To keep reform moving, the report advocates changes that align with the agenda being pushed by the Modernizing Foreign Assistance Network, a diverse coalition committed to more effective foreign assistance:

  • Modern legislation: Rewrite the Foreign Assistance Act of 1961, an outdated piece of legislation that contains a proliferation of overlapping and sometimes contradictory statutes. The process of rewriting theFAA would provide a unique opportunity to develop a strategic compact – the so-called “Grand Bargain” – between the Congress and the administration that would give assistance efforts a more stable footing over the longer term.

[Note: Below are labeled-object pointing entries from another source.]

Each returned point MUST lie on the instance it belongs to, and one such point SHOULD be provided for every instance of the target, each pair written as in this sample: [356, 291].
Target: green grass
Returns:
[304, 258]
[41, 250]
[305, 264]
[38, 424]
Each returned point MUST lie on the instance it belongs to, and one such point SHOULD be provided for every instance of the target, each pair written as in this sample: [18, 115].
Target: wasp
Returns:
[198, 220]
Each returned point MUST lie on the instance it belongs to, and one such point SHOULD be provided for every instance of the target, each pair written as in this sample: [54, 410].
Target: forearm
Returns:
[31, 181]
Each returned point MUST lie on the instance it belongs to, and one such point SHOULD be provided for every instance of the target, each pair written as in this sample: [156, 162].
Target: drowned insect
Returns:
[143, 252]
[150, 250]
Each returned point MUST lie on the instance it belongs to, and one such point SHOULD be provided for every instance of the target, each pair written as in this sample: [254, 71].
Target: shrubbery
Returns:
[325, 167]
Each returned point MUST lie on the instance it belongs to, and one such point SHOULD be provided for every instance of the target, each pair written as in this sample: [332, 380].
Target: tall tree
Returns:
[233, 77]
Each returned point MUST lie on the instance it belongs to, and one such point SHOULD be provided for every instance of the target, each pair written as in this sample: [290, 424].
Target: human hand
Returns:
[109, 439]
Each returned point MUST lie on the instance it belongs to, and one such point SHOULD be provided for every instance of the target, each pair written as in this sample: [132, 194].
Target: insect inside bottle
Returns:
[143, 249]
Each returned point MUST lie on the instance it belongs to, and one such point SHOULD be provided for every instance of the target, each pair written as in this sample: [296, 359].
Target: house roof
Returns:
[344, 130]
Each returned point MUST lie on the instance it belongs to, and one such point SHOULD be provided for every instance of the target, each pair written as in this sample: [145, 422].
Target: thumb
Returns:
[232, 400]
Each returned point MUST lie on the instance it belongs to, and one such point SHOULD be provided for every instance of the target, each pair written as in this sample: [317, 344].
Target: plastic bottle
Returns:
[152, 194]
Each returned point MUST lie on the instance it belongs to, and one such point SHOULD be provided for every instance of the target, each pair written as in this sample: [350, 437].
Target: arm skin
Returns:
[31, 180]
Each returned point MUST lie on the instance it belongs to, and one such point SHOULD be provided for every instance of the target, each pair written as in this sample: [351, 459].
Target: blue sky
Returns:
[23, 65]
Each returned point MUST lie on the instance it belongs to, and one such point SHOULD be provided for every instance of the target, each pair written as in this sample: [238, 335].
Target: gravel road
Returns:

  • Efficiency and coordination: In addition to outdated legislation, the report notes that as many as 27 U.S. government agencies are involved in foreign assistance programming. To strengthen measurement and evaluation and policy coherence, USAID should have a more pivotal role in interagency development policy coordination.
  • 21st-century development agency: Consistent with the policy of the administration to make USAID a world-class development agency, the report calls for further strengthening the agency by rebuilding its staffing levels and training, expanding opportunities for local staff, strengthening USAID’s role in the budget process, and improving its engagement with civil society and the private sector.
  • Development distinctiveness: The report encourages U.S. policymakers to consider the unique nature of development in makingpolicy. Accountability should not focus so heavily on immediate results and outputs, as it does now, because development is a long-term enterprise and innovation is stifled in the current formulation. The creation of a long-term development strategy, as promised but not delivered by the Obama administration, would go a long way in addressing these issues.
  • Humanitarian assistance – bureaucracy, budgeting and transparency: While recognizing the value of the new Humanitarian Policy Working Group, the report points out that the complicated bureaucratic structures and lack of a cross-government policy hinder the U.S. ability in responding to humanitarian needs in a coherent and consistent way. Predictability on funding for humanitarian assistance, a key concern for developing countries trying to put assistance to good use, is complicated by the dependence on funding via supplemental appropriations. The absence of transparency in decision making leads to the impression that policies are driven by political considerations, instead of strategic interests and local priorities.
  • Fragile states: The report notes the stark contrast in the dual policies of assisting countries that are good performers and engaging more heavily in fragile and post-conflict states, and the concomitant need for the U.S. to create a development strategy that addresses the risks of each.

The DAC is to be commended for writing an informative report that offers constructive and concrete recommendations for advancing foreign assistance reform. The question is whether the Obama administration and the Congress will take the recommendations to heart and work together to finish the job.